Estos diversos estratos -religiosos y culturales- se contradicen en la medida en que las sociedades han querido -y quieren, todavía- hacer de ellos verdades exclusivas; entonces surge la intolerancia, y el odio..., y los gritos de venganza. La ciudadanía democrática, la autonomía de la cosa pública, el poder de la ley, la proximidad del Dios que se humaniza, el humanismo laico..., son imágenes a menudo olvidadas en el fondo del Mediterráneo y que, no obstante, definen su profunda identidad2. El Mediterráneo es Jerusalén, El Cairo, Atenas, Venecia, Alejandría, Dubrovnik, Roma, Eivissa, Barcelona, Granada..., las simetrías de la Alhambra tan parecidas a las constelaciones. Y Homero, Sócrates, Averroes, Ramon Llull, Galileo, Miguel Ángel, Leonardo, Gaudí, Joan Miró... En las riberas de este mar se concentran todas las contradicciones de la humanidad. De una parte el Partenón; de la otra, las barcas de inmigrantes que huyen, de noche, del hambre ancestral y de la miseria.

Pero antes que los viajeros románticos descubrieran las ninfas desnudas, las viñas junto al mar, los viejos olivos de troncos milenarios, los huertos de frutales y los pequeños puertos de pescadores: las redes extendidas y el mar azul, con delfines que saltan y peces rojos; mucho antes, digo, Don Quijote, el caballero de la triste figura, llegó a la ribera del Mediterráneo: aquel mar que Miguel de Cervantes había conocido tan de cerca en la batalla de Lepanto contra los turcos, entre soldados amontonados en las galeras. Y el espectáculo de unas naves que se hunden incendiadas, el mar, rojo de sangre. «Tendieron Don Quijote y Sancho la vista por todas partes: vieron el mar, hasta entonces dellos no visto; parecióles espaciosísimo y largo, harto más que las lagunas de Ruidera, que en la Mancha habían visto...» (II parte, capít. LXI). Y a continuación: «el mar alegre, la tierra jocunda, el aire claro...» (II parte, capít. LXI). Al llegar a la ciudad de Barcelona, Don Quijote descubrió la imprenta, el mar -alegre y claro- , y la melancolía: cierta tristeza.

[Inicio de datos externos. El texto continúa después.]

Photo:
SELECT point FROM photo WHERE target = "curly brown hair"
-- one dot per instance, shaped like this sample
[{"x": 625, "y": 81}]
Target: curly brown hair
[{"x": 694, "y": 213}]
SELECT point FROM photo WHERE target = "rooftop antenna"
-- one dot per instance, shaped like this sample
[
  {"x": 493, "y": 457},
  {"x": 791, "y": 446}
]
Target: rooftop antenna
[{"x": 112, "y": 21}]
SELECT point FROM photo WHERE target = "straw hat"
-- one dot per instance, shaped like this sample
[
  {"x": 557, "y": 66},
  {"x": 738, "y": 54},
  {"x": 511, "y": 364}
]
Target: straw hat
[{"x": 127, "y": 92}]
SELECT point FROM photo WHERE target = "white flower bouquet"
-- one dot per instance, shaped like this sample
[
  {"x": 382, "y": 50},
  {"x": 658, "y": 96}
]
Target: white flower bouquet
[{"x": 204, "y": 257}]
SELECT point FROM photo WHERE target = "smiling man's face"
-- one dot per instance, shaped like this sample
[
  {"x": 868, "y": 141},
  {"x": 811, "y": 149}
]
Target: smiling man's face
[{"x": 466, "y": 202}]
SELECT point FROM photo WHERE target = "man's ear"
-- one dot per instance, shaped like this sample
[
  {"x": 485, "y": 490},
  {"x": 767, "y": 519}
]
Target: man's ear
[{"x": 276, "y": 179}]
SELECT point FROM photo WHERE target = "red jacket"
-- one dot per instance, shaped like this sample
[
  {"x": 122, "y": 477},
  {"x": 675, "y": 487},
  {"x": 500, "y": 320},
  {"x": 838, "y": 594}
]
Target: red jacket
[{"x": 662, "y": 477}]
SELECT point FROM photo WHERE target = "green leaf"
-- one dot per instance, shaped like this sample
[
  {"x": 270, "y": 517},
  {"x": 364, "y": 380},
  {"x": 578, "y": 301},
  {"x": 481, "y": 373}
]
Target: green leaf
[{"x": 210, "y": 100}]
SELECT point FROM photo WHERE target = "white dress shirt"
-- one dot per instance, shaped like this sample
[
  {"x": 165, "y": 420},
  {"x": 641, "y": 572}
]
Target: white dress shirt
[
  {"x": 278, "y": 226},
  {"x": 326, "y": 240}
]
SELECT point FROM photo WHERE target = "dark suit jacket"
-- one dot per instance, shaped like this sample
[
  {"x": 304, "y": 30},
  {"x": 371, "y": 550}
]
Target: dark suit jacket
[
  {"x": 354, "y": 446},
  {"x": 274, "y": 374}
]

ArribaAbajoEn aquel tiempo en que los animales hablaban

Contar viejos cuentos, trasladarnos de pronto al tiempo maravilloso en que la vida de hombres y mujeres era y no era, también es una de las grandes experiencias culturales vinculadas al Mediterráneo. Es cierto que no se trata de una práctica que las tierras que bordean este mar posean en exclusiva. En cualquier lugar del mundo, junto al calor de la lumbre, ante el mar helado, en una cabaña de la selva, en una plaza, bajo los pórticos de una iglesia, encontraremos un hombre o una mujer dispuestos a contar una antigua historia: la vieja y fabulosa costumbre de contar. Una práctica que durante miles de años ha fascinado a niños y adultos de todo el mundo.

Se trata de un material literario de tradición oral que ha atravesado las generaciones y el tiempo, contado junto al fuego en las noches de invierno, con la complicidad del fuego, como en un ritual arcaico. A veces, el narrador de cuentos podía ser un viajero, un hombre que venía de lejos, revestido del misterio que guía al peregrino solitario.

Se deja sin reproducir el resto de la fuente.